Mich. Admin. Code R. 500.529 – Exemption of transactions pursuant to mergers or consolidations. | Midpage
Rule 500.529
Mich. Admin. Code R. 500.529
Exemption of transactions pursuant to mergers or consolidations.
(By authority conferred on the commissioner of insurance by sections 210 and 4424(6) of Act No. 218 of the Public Acts of 1956, as amended, being SS500.210 and 500.4424(6) of the Michigan Compiled Laws)Insurance
(1) The following transactions are exempt from the provisions of section 5283 of the act as not comprehended within the purpose of the section:
(a) The acquisition of a security of an insurer, pursuant to a merger or consolidation, in exchange for a security of a company which, prior to the merger or consolidation, owned 85% or more of the equity securities of all other companies involved in the merger or consolidation except, in the case of consolidation, the resulting company.
(b) The disposition of a security, pursuant to a merger or consolidation of an insurer which, prior to the merger or consolidation, owned 85% or more of the equity securities of all other companies involved in the merger or consolidation except, in the case of consolidation, the resulting company.
(c) The acquisition of a security of an insurer, pursuant to a merger or consolidation, in exchange for a security of a company which, prior to the merger or consolidation, held over 85% of the combined assets of all the companies undergoing merger or consolidation, computed according to their book values prior to the merger or consolidation, as determined by reference to their most recent available financial statements for a 12- month period prior to the merger or consolidation.
(d) The disposition of a security, pursuant to a merger or consolidation, of an insurer which, prior to the merger or consolidation, held over 85% of the combined assets of all the companies undergoing merger or consolidation, computed according to their book values prior to merger or consolidation, as determined by reference to their most recent available financial statements for a 12-month period prior to the merger or consolidation.
(2) A merger within the meaning of this rule includes the sale or purchase of substantially all the assets of 1 insurer by another in exchange for stock which is then distributed to the security holders of the insurer which sold its assets.

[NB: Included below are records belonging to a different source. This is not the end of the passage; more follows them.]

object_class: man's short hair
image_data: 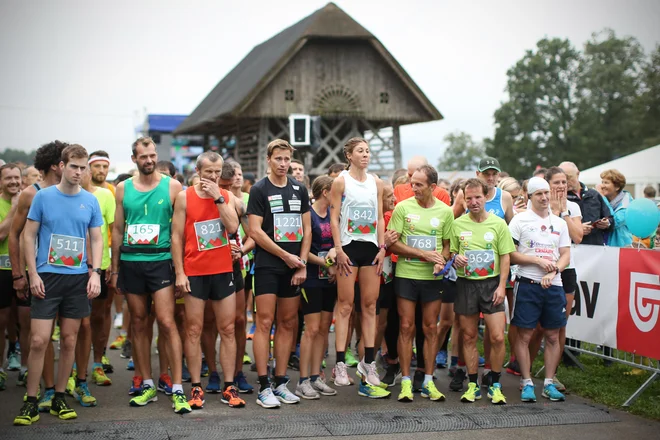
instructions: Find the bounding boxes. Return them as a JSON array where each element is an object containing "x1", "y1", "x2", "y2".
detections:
[
  {"x1": 61, "y1": 144, "x2": 88, "y2": 165},
  {"x1": 643, "y1": 185, "x2": 657, "y2": 198},
  {"x1": 89, "y1": 150, "x2": 110, "y2": 159},
  {"x1": 195, "y1": 151, "x2": 222, "y2": 170},
  {"x1": 267, "y1": 139, "x2": 295, "y2": 158},
  {"x1": 132, "y1": 136, "x2": 156, "y2": 157},
  {"x1": 415, "y1": 165, "x2": 438, "y2": 186},
  {"x1": 157, "y1": 160, "x2": 176, "y2": 177},
  {"x1": 291, "y1": 159, "x2": 303, "y2": 167},
  {"x1": 0, "y1": 163, "x2": 20, "y2": 178},
  {"x1": 463, "y1": 178, "x2": 488, "y2": 196},
  {"x1": 221, "y1": 161, "x2": 236, "y2": 181},
  {"x1": 328, "y1": 163, "x2": 347, "y2": 175}
]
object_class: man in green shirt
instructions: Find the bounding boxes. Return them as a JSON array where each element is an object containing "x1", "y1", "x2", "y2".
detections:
[
  {"x1": 387, "y1": 165, "x2": 453, "y2": 403},
  {"x1": 450, "y1": 178, "x2": 515, "y2": 405}
]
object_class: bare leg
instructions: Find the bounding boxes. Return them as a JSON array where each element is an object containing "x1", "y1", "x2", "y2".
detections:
[
  {"x1": 274, "y1": 296, "x2": 300, "y2": 377},
  {"x1": 57, "y1": 318, "x2": 83, "y2": 393}
]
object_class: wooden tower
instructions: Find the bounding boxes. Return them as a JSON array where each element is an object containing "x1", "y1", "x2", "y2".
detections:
[{"x1": 176, "y1": 2, "x2": 442, "y2": 178}]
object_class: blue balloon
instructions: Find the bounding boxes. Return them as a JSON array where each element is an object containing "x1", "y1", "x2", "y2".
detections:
[{"x1": 626, "y1": 198, "x2": 660, "y2": 238}]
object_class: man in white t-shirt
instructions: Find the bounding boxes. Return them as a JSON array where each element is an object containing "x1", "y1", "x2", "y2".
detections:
[{"x1": 509, "y1": 177, "x2": 570, "y2": 404}]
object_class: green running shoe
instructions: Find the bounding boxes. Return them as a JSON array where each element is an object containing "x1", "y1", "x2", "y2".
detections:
[
  {"x1": 130, "y1": 385, "x2": 158, "y2": 406},
  {"x1": 358, "y1": 381, "x2": 391, "y2": 399},
  {"x1": 0, "y1": 370, "x2": 7, "y2": 391},
  {"x1": 74, "y1": 382, "x2": 98, "y2": 407},
  {"x1": 488, "y1": 383, "x2": 507, "y2": 405},
  {"x1": 50, "y1": 396, "x2": 77, "y2": 420},
  {"x1": 38, "y1": 388, "x2": 55, "y2": 412},
  {"x1": 345, "y1": 349, "x2": 358, "y2": 368},
  {"x1": 461, "y1": 382, "x2": 482, "y2": 403},
  {"x1": 421, "y1": 381, "x2": 446, "y2": 401},
  {"x1": 14, "y1": 401, "x2": 39, "y2": 426},
  {"x1": 398, "y1": 378, "x2": 413, "y2": 402},
  {"x1": 172, "y1": 391, "x2": 192, "y2": 414}
]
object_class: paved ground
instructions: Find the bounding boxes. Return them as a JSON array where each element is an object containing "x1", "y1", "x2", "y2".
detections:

(3) Notwithstanding the provisions of subrules (1) and (2), if an officer, director or stockholder makes any purchase, other than a purchase exempted by this rule, of a security in any company involved in the merger or consolidation and any sale, other than a sale exempted by this rule, of a security in any other company involved in the merger or consolidation within any period of less than 6 months during which the merger or consolidation took place, the exemption provided by this rule is unavailable to the officer, director or stockholder to the extent of the purchase and sale.